A Week in New York: Day 6

In most of my travels, I don't think I've stayed longer than three or four nights in one place. And that has always suited me well. Three nights has sometimes left me wishing for one more, but I remember feeling, after four nights in Stockholm in 2012, that I was ready to move on, even though I loved Stockholm and didn't see everything I would have liked to see.

So yesterday, my fifth day in New York, was a bit of a test for me. It was a beautiful day, so I started out with a walk on the High Line. This elevated park, which starts a few blocks away from my hotel and runs north, mostly along 10th Avenue as far as 34th Street, started as a way to get freight trains off of street level. The trains used it from 1934 until 1980. Then it was abandoned, and there were plans for demolition, but neighborhood groups pushed for its preservation and transformation. The first section was opened in 2009, and based on my experience walking it yesterday (the entire length in both directions), it's very popular with tourists and residents alike, and with good reason. It's a beautiful designed public space, incorporating remnants of the train tracks with native plants, in many cases self-seeded among the ties, and various works of two- and three-dimensional art.

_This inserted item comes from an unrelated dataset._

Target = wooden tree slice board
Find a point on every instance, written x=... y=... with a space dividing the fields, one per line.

Remnants of Pier 54, where the Titanic was supposed to arrive and where the Carpathia dropped off survivors









By the time I finished my walk I was ready for lunch, and I wanted to check out the Spotted Pig, a very popular gastropub that is renowned for having one of the best burgers in the city. I had to wait 45 minutes just to get a seat at the bar, and here's where I started to fail the test. Usually sitting at the bar is a good way to engage with others, but I had people in groups on both sides of me who were completely immersed in conversations. The woman sitting next to me was talking to two guys she'd just met, and I overheard her mention she was from Seattle, so I said so am I, and we chatted about that for about a minute before I was excluded from the conversation. So I ate (it truly was a great burger) and left, wandered around the West Village a while longer, and came back to my room to take a nap. I was ready to take a break from the city.



New York is an extraordinary place. So many people, so much happening all around, but the same things that make it attractive also make it exhausting. I love it here and I don't want to leave, but I am tired.

Just as I was getting close to my hotel after my walk yesterday, I was waiting to cross the street when a guy walking two dogs came up beside me. I petted the dogs (well they insisted), and we struck up a brief conversation that only lasted until the light changed, but which refreshed my spirit a bit. Friendly people are always a welcome respite in a cold, anonymous city.

I had a nice surprise when I heard from my high school friend Joe that he, his wife, and their eldest daughter were coming into the city to see The Curious Incident of the Dog in the Night-Time, the same play I was seeing. We only had time to reconnoiter briefly in front of the theatre before and again after the show, but that was great. I'd previously met Joe's wife Eileen at our 30th high school reunion back in 2003, and she's like an old friend too!


The play was astonishingly good. I read the book a few years ago, and the way it came to life on stage was unlike anything I've ever seen in the theatre. I don't even know how to describe it, but in the end I was moved and overjoyed.

This morning I have to pack, but my flight isn't until this evening. I'm meeting my former personal trainer, who moved to New York a few months ago, for lunch at Katz's, so I will meander around the East Village on my way down there.

And then... well, back to Seattle, another great city that, when I walk around downtown, I will never again be frustrated by the crowds of pedestrians and traffic.